Ultrafast
excited-state dynamics of CuCl4
2– in
acetonitrile is studied by femtosecond broadband transient absorption
spectroscopy following excitation of the complex into all ligand-field
(LF or d–d) states and into the two ligand-to-metal charge
transfer (LMCT) states corresponding to the most intense steady-state
absorption bands. The LF excited states are found to be nonreactive.
The lowest-lying 2E LF excited state has a lifetime less
than 150 fs, and the lifetimes of the second (2B1) and the third (2A1) LF excited states are
1 and 5 ps, respectively. All three LF states decay directly into
the ground 2B2 state. Such significant differences
in excited-state decay time constants were rationalized computationally
through time-dependent density functional theory (TD-DFT) computations.

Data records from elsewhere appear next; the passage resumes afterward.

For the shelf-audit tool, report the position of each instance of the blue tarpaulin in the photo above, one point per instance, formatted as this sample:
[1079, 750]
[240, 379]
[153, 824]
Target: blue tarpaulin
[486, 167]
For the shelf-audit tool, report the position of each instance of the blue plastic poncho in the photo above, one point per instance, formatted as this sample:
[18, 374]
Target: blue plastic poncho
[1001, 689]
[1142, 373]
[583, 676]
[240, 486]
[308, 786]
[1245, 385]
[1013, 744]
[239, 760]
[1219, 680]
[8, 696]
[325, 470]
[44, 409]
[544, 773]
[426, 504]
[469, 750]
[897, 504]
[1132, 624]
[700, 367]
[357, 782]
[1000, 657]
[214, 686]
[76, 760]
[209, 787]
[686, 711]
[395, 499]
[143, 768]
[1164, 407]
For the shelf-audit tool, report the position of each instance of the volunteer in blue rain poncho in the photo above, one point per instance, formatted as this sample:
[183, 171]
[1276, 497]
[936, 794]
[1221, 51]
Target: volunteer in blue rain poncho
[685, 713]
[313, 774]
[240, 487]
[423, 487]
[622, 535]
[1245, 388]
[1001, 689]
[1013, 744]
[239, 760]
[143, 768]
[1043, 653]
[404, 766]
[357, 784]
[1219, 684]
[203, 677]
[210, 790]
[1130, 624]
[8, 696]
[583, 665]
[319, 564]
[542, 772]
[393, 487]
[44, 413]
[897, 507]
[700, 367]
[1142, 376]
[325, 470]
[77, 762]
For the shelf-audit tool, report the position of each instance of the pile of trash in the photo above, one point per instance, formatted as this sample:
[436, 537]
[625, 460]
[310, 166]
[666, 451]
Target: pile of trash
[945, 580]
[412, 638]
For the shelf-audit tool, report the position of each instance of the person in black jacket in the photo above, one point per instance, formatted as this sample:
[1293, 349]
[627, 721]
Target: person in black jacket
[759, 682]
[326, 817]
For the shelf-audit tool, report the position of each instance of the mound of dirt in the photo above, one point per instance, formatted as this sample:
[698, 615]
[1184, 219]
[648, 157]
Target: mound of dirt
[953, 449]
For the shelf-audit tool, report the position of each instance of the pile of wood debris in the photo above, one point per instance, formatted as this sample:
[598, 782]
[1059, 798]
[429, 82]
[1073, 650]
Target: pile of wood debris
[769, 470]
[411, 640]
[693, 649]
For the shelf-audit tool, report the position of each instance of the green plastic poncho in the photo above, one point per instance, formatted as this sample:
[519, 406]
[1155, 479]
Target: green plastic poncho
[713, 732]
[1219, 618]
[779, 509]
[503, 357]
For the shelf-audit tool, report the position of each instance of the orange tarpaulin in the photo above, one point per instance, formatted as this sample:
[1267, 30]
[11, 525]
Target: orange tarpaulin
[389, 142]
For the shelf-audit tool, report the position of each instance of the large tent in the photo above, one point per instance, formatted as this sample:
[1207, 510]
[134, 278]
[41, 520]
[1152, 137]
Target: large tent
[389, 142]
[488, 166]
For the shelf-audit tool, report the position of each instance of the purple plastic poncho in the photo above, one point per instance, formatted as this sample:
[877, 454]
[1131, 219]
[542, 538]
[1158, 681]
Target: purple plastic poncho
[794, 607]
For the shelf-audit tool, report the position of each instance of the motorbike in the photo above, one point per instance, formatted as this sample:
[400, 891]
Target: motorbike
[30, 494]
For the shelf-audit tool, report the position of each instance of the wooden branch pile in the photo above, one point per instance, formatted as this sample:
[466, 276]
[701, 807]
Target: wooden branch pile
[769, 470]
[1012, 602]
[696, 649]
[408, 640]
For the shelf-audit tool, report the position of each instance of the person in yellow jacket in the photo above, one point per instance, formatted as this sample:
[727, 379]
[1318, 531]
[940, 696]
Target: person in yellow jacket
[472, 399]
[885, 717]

TD-DFT mapping of the relaxation pathway along the symmetric Cl–Cu–Cl
umbrella bending vibration gives evidence for a conical intersection
between the 2E excited state and the ground 2B2 state. The LMCT states decay within 200 fs with the
primary deactivation mode consistent to be Cu–Cl stretch. A
fraction of the CuCl4
2– complexes excited
into the LMCT states undergoes ionic dissociation to form products
that survive longer than 1 ns. The remaining fraction undergoes internal
conversion, which can be viewed as back electron transfer, populating
the lower vibrationally hot LF states. The LF states populated from
the LMCT states exhibit the same lifetimes as the Franck–Condon
LF states and likewise decay directly into the ground state.